Vamos a questões: se já era política e moralmente questionável os portugueses verem governar os mesmos ministros que (1) faliram o país e (2) eram chefiados por um primeiro-ministro hoje acusado de corrupção, até que ponto é saudável o atual Governo decidir o futuro da Procuradora-Geral da República que acusou José Sócrates?
A pergunta será prontamente acusada de «politizar a justiça» e a resposta desta coluna é muito simples: quem criminalizou a política é que politizou – e continua a politizar – a justiça.
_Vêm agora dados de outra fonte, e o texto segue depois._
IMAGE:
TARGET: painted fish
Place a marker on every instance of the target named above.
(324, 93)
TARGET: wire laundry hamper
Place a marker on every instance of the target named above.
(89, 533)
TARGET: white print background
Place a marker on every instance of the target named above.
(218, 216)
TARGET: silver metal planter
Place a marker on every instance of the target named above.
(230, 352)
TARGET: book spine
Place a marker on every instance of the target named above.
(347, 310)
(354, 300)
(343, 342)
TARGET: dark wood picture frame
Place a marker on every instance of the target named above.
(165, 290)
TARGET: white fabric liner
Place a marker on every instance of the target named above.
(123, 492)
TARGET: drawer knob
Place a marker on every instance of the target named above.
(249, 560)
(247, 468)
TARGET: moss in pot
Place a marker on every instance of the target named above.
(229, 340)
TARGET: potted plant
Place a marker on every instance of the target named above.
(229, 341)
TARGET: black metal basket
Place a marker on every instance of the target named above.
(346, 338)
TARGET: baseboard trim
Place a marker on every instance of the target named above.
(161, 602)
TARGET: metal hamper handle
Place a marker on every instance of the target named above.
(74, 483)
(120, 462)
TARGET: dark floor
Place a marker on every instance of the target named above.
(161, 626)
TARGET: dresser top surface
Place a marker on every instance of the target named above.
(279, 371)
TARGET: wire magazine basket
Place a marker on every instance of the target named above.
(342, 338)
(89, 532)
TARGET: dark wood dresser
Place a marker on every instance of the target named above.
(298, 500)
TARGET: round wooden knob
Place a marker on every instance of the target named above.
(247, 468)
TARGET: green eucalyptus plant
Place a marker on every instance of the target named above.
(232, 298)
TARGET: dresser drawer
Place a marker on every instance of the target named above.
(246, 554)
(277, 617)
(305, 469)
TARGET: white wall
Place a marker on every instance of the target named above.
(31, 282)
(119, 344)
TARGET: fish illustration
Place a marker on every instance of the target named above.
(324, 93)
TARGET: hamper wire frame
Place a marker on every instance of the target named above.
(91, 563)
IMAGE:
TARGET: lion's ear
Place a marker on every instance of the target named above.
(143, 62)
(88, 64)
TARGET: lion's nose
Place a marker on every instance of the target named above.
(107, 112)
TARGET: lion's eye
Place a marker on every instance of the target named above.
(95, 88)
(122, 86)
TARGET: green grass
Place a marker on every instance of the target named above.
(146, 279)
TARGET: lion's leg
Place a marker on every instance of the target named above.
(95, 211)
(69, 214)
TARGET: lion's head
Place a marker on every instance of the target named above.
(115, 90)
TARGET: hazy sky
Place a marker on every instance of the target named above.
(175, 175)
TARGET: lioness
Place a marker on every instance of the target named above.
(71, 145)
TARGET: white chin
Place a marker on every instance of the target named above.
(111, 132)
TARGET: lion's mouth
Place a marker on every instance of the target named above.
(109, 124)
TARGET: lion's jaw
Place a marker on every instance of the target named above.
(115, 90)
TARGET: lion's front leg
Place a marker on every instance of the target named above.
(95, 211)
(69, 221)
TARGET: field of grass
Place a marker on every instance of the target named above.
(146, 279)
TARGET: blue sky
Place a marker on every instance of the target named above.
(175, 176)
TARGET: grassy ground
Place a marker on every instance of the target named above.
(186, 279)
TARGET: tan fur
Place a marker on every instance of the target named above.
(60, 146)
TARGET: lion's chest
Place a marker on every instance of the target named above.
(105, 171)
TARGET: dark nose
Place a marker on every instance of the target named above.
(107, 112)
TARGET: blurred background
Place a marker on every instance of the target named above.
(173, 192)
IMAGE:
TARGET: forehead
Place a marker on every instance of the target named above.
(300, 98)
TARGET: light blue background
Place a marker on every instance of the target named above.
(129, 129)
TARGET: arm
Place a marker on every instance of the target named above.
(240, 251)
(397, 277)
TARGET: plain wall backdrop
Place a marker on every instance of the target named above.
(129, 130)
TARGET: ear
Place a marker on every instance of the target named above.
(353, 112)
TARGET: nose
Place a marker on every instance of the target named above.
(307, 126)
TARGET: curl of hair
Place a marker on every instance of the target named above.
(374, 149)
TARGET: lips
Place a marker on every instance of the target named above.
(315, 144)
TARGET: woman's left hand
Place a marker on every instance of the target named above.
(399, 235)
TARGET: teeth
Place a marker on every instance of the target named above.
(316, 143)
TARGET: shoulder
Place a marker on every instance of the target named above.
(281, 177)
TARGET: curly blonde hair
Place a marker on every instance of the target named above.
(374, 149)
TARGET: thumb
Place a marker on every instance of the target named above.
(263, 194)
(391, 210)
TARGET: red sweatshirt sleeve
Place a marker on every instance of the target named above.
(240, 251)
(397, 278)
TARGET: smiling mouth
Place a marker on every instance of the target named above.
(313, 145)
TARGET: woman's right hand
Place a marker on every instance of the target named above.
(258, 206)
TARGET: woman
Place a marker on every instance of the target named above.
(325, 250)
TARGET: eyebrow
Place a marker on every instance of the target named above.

Para a ministra dessa pasta, Francisca van Dunem, a Constituição prevê «um mandato longo e um mandato único» para a PGR, apesar de nenhum constitucionalista subscrever esta teoria – à exceção de um jurista chamado António Costa. Não há nada na Constituição que impeça a renovação de mandato de Joana Marques Vidal, como aliás notou depois o insuspeitíssimo Carlos César, e a antecipação deste debate é desnecessária, como a reação de Marcelo Rebelo de Sousa deu a entender. Afinal, a nomeação é da responsabilidade do Presidente e não fica nada bem a este Governo excluir a possibilidade de renomeação de Joana Marques Vidal.
Aconteça o que acontecer, há algo que fará sentido, tanto para o Palácio de Belém como para a justiça em Portugal. O nome proposto ao Presidente deve ter aval dos dois maiores partidos parlamentares. Não apenas para proteger o PS de si próprio – e do seu seu passado –, como para impedir qualquer força política de se declarar «perseguida» pelo Ministério Público no futuro, se excluída da escolha da PGR.
Não deixa, por outro lado, de ser peculiar que a primeira personalidade pública a colocar em causa a continuidade de Joana Marques Vidal tenha sido Rui Rio, no debate televisivo com Pedro Santana Lopes em que avaliou negativamente a atuação recente do MP e recusou falar sobre a possibilidade de renomeação de Marques Vidal.
A questão fundamental, porém, não é essa.
No debate parlamentar em que o PSD confrontou Costa com as considerações de Van Dunem – para mim, o primeiro debate que Hugo Soares ganhou claramente a Costa –, o primeiro-ministro disse: «É difícil encontrar alguém que ao longo de toda a sua vida mais escrupulosamente tenha respeitado a autonomia do Ministério Público do que eu próprio». E eu a isto tenho a relembrar o seguinte: estávamos em 2003, em pleno escândalo Casa Pia, e Costa, então líder parlamentar, dizia a Paulo Pedroso «já fiz o contacto» e Pedroso, também em escuta, confirmava que «o procurador-geral disse ao António que achava que já tinha ido tudo para o TIC».
Talvez o primeiro-ministro deseje, então, rever as suas palavras, na medida em que não é assim tão «difícil encontrar alguém que ao longo de toda a sua vida mais escrupulosamente tenha respeitado a autonomia do Ministério Público».